John waited for her to elaborate. When she did no such thing, he opened his mouth, but she cut him off with, “And soon, I assume the affair will be public knowledge, given the enormous number of reporters your false confession has drawn to this building. If she lives long enough, my mother-in-law will gladly cut me out of her will altogether, and I—”

“What do you mean Ray will be here
soon enough
?”

She smiled broadly at the sound of fearful anticipation in his voice. “John, you could say I have been
inspired
by your hatred of me. After you left in handcuffs last night, I took a good, hard look at myself. At my accomplishments.” Her eyes glazed over at this word, as if she knew it wasn’t quite adequate but couldn’t find a suitable replacement. “I wasn’t proud.”

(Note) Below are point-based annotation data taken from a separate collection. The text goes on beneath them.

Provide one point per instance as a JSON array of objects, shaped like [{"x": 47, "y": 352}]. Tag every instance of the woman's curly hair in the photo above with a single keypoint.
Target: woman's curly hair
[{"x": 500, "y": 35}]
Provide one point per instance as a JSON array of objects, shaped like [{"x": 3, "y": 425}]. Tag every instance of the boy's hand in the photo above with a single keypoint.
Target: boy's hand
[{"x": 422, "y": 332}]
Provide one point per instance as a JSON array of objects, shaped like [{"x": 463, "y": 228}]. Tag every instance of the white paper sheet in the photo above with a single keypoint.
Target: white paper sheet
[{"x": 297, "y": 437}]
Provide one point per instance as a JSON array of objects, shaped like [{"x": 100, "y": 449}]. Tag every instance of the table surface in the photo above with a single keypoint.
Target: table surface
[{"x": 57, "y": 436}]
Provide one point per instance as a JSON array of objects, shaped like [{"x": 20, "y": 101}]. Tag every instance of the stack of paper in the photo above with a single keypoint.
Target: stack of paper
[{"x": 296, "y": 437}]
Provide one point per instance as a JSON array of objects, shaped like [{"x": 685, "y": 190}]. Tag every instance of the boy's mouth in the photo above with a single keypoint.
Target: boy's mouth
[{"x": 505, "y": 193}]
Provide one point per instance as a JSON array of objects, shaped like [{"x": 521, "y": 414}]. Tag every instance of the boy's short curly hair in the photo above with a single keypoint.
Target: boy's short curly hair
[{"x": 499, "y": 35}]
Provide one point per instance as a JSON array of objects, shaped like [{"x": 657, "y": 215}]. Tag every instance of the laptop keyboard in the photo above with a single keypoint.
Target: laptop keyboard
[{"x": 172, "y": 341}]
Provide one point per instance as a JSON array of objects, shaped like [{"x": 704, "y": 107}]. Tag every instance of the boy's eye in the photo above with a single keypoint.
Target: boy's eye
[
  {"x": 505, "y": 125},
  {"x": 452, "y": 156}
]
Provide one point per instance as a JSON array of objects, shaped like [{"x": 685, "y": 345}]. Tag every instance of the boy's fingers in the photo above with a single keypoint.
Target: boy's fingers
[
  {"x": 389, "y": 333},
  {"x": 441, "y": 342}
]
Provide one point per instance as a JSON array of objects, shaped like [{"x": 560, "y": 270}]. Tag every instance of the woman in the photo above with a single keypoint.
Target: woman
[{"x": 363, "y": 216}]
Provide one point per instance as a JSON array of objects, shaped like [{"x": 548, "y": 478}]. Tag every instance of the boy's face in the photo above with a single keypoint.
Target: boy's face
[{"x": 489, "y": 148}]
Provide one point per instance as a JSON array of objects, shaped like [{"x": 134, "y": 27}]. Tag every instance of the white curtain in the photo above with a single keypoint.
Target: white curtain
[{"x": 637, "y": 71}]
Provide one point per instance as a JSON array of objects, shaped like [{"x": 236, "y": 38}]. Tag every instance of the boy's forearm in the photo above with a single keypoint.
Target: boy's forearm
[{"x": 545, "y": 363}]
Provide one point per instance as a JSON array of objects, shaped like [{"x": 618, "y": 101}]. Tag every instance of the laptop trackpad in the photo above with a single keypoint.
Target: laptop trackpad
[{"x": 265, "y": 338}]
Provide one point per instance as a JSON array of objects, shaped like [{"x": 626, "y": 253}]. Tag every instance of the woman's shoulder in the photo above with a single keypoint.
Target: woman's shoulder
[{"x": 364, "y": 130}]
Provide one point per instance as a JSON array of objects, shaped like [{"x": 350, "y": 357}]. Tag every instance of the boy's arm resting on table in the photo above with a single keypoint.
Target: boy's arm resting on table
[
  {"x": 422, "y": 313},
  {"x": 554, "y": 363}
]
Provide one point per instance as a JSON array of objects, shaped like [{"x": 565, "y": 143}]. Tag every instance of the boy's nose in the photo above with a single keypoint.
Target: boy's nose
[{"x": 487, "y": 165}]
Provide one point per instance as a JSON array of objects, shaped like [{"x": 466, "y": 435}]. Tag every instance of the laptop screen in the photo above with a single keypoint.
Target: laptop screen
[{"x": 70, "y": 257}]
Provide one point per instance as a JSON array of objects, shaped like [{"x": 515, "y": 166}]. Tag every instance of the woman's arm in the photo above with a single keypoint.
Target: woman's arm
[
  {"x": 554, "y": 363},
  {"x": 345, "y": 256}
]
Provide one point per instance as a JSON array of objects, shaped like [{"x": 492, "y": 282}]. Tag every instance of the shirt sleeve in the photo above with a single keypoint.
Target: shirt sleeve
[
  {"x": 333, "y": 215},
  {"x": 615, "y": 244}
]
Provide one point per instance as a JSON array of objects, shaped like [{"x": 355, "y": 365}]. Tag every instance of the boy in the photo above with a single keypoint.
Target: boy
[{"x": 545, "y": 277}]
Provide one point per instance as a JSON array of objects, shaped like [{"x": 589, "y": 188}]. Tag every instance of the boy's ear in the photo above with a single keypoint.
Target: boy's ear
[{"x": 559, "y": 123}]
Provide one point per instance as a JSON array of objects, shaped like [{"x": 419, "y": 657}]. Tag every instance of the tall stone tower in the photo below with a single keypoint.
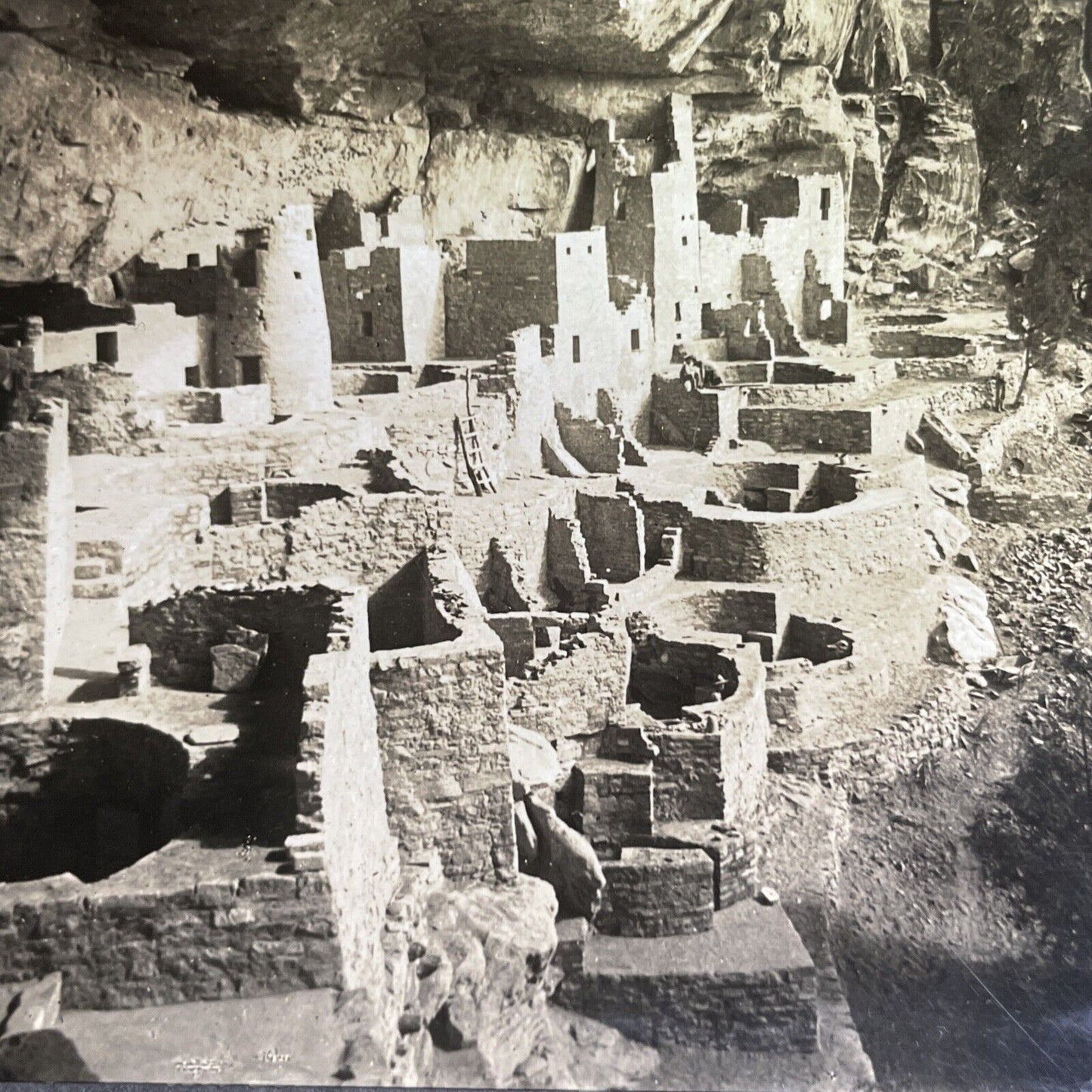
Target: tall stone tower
[{"x": 271, "y": 314}]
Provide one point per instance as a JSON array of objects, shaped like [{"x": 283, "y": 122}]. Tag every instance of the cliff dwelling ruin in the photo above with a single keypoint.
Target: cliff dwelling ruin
[{"x": 545, "y": 544}]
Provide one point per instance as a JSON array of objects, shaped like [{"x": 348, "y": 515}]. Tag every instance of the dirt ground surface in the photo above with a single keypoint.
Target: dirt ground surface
[{"x": 961, "y": 935}]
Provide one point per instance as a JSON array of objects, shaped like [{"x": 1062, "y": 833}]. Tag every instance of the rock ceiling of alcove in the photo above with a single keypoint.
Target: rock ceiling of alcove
[{"x": 323, "y": 43}]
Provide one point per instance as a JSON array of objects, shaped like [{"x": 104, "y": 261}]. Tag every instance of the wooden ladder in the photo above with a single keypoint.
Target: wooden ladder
[{"x": 480, "y": 475}]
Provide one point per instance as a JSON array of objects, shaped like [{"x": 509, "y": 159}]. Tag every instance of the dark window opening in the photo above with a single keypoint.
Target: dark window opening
[
  {"x": 252, "y": 367},
  {"x": 106, "y": 346},
  {"x": 245, "y": 269}
]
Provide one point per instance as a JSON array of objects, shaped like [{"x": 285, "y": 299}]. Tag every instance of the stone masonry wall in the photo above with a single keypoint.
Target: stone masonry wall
[
  {"x": 36, "y": 554},
  {"x": 105, "y": 415},
  {"x": 691, "y": 419},
  {"x": 144, "y": 937},
  {"x": 879, "y": 532},
  {"x": 688, "y": 775},
  {"x": 444, "y": 738},
  {"x": 614, "y": 532},
  {"x": 577, "y": 691},
  {"x": 508, "y": 284},
  {"x": 749, "y": 1011},
  {"x": 657, "y": 893},
  {"x": 340, "y": 736}
]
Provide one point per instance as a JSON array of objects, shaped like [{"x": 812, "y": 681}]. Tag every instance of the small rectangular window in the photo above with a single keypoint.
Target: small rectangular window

“You knew,” John said quietly. “You knew what he was going to do.”

“I most certainly did not!” Her anger was clear and unguarded. She took a minute to catch her breath. Then in a cooler tone she said, “I thought he kept asking me to marry him because he felt some kind of duty. I thought he believed that because I was a woman, I couldn’t just keep going to bed with him the way I had for years. I thought by putting him off again and again, that I was doing him a favor. Freeing him from what he saw as an obligation—an obligation to my sanctity as a woman. That’s a favorite word of yours, isn’t it, John?
Obligation
?”

“Charlotte, what did you mean when you said Ray would be here soon enough?”

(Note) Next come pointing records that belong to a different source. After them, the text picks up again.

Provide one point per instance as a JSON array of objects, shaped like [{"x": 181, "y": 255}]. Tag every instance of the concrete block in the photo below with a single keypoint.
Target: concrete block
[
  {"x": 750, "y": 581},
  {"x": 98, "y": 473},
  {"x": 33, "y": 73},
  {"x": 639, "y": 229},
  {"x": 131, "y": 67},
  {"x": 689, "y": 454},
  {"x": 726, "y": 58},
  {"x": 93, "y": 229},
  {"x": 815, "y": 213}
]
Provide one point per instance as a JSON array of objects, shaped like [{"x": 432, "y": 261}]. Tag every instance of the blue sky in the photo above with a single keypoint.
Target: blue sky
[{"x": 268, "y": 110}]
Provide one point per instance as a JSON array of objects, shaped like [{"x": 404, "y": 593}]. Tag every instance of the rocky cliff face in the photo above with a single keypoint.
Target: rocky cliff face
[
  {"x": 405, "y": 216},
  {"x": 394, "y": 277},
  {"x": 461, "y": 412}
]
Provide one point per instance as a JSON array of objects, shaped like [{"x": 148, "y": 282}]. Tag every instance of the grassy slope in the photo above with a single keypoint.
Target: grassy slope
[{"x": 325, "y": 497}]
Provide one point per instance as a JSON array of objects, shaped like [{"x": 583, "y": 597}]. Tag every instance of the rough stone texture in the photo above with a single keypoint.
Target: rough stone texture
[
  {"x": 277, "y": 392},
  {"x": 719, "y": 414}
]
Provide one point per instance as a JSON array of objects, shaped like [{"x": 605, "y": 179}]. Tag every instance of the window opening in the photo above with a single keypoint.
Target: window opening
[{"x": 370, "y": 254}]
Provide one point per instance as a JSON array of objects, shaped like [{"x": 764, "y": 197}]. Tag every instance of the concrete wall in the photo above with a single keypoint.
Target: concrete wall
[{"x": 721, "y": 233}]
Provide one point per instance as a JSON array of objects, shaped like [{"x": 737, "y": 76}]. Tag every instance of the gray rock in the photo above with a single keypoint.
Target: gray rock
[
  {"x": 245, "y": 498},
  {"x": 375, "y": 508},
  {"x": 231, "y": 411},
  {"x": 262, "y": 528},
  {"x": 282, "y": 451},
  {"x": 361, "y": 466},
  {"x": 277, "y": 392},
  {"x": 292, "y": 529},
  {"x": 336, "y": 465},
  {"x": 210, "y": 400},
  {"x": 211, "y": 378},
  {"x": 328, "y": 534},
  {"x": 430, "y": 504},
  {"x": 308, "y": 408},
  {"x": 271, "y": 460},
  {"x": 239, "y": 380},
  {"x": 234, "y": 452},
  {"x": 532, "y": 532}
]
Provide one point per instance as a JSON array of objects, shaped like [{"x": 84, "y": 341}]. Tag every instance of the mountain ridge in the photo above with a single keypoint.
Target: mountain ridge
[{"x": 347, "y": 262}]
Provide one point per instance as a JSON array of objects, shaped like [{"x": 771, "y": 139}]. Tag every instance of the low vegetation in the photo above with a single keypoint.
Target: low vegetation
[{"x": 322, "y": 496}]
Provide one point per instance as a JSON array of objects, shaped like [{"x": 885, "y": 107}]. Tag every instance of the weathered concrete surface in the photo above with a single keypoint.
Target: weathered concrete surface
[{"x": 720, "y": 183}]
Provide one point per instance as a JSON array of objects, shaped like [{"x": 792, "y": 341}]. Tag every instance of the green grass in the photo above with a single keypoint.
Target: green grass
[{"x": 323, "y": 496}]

“Oh, for Christ’s sake,” she whispered, rocking back in her seat, smoothing invisible pieces of lint from her thighs. “He was practically throwing himself against the door to the interrogation room the entire time they were questioning me. I thought he was going to try to come in through a vent. It’s just a matter of time before he figures out they’ve brought me in here. With you.”

“All right. And just what the hell are you doing in here? Now that you’ve blown your own cover.”

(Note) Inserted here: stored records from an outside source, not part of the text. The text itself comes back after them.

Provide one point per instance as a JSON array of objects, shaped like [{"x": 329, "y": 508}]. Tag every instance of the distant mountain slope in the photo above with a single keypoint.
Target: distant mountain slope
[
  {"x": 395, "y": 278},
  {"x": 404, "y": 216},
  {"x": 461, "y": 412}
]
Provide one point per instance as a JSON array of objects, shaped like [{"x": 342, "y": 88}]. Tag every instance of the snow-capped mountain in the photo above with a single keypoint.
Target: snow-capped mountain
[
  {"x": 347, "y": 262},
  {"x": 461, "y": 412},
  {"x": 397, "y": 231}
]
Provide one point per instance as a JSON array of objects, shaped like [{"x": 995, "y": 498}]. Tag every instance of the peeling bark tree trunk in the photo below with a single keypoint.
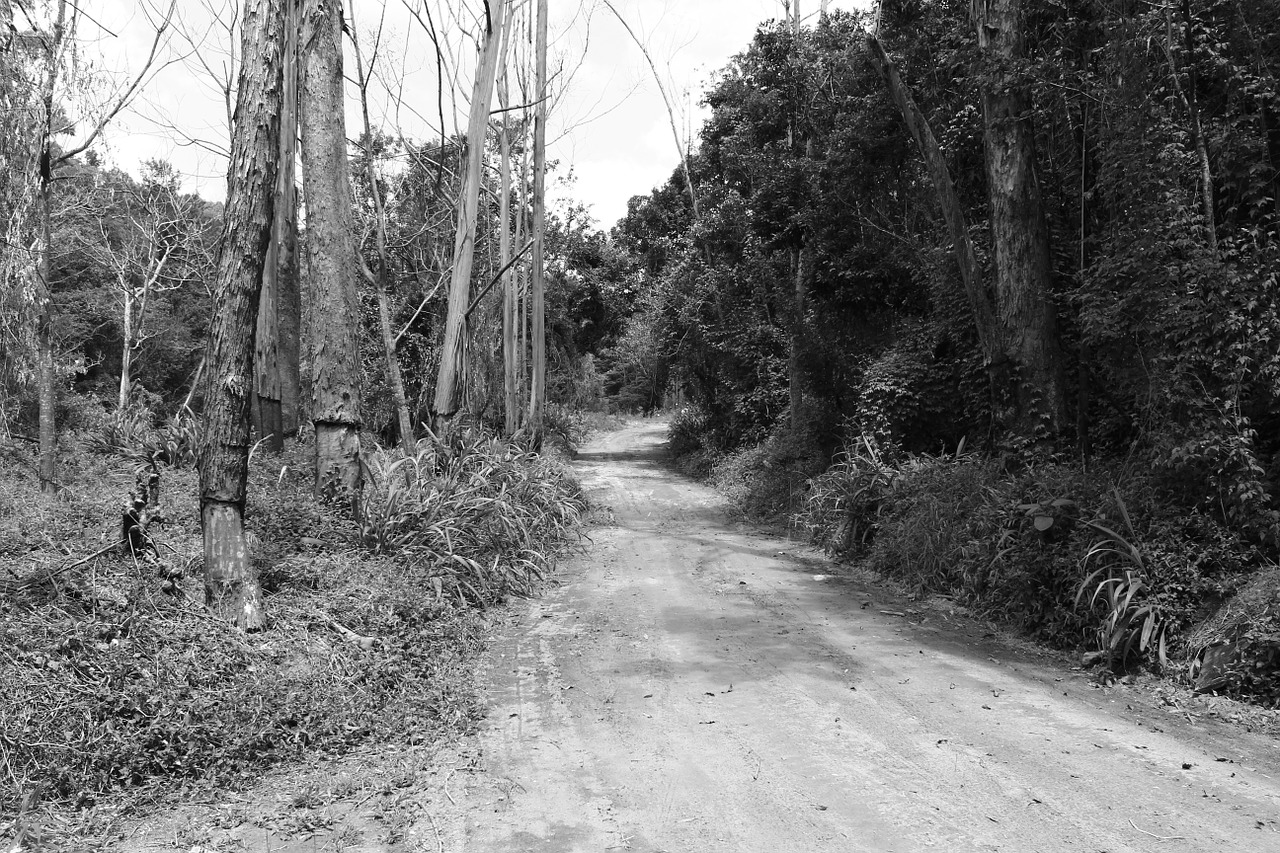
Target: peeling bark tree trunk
[
  {"x": 334, "y": 346},
  {"x": 511, "y": 409},
  {"x": 1191, "y": 103},
  {"x": 1018, "y": 228},
  {"x": 45, "y": 374},
  {"x": 382, "y": 277},
  {"x": 231, "y": 588},
  {"x": 952, "y": 213},
  {"x": 269, "y": 356},
  {"x": 538, "y": 387},
  {"x": 448, "y": 381}
]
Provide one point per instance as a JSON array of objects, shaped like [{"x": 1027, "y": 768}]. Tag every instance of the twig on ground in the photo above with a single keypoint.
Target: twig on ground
[
  {"x": 439, "y": 842},
  {"x": 30, "y": 580},
  {"x": 1159, "y": 838}
]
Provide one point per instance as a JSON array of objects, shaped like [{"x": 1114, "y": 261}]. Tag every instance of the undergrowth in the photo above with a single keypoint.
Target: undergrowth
[{"x": 115, "y": 676}]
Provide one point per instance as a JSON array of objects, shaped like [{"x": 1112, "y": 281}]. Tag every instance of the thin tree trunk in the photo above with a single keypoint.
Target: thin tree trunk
[
  {"x": 1191, "y": 101},
  {"x": 45, "y": 373},
  {"x": 508, "y": 278},
  {"x": 268, "y": 368},
  {"x": 1018, "y": 228},
  {"x": 231, "y": 587},
  {"x": 952, "y": 211},
  {"x": 448, "y": 382},
  {"x": 284, "y": 241},
  {"x": 126, "y": 352},
  {"x": 538, "y": 388},
  {"x": 382, "y": 277},
  {"x": 334, "y": 302}
]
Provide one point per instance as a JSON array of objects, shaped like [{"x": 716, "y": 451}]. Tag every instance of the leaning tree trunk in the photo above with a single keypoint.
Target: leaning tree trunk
[
  {"x": 334, "y": 346},
  {"x": 538, "y": 386},
  {"x": 380, "y": 279},
  {"x": 448, "y": 379},
  {"x": 1018, "y": 229},
  {"x": 45, "y": 373},
  {"x": 126, "y": 352},
  {"x": 231, "y": 587},
  {"x": 952, "y": 211}
]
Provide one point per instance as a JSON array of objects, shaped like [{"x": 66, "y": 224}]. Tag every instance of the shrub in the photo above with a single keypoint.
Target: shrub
[
  {"x": 484, "y": 516},
  {"x": 1019, "y": 547},
  {"x": 771, "y": 478}
]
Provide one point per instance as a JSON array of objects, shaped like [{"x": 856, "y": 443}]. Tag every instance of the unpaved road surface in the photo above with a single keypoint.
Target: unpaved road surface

“Explaining myself, John. What does it sound like I’m doing?”

“Explain yourself to Barkin and Lewis.”

“How is that even possible, John, now that you’ve poisoned the waters with all of your lies? Those poor men can’t tell heads from tails in there. Don’t you see you haven’t left me with many choices when it comes to redeeming myself? Believe me, you’ve made it very clear that I am in desperate need of redemption. So what other choice do I have?”

Slowly she slid her right hand backward across the table, revealing the sharp point of a wooden stick the diameter of a human finger. She had taken the handle of a wooden spoon and sharpened it into a slender stake. He figured she had taped it to the inside of her leg to get it through security. “I’m told that a man like you knows a thousand different ways to kill. Teach me one of them, John. Teach me quick.”

“This is insane,” he whispered.

“You’re sitting in jail right now because you confessed to a crime you didn’t commit, to protect a man you don’t love. I’m not sure of many things right now, but I am sure that you have not been asked to determine the true definition of the word
sanity.

“If you tell them the truth, I’ll change my story. I’ll tell them what happened last night.”

“So I’ll be in league with a liar as my life is
destroyed
in the public eye. No, thank you, Mr. Houck. I have decided how this should be taken care of. You’re either going to help me or you won’t.”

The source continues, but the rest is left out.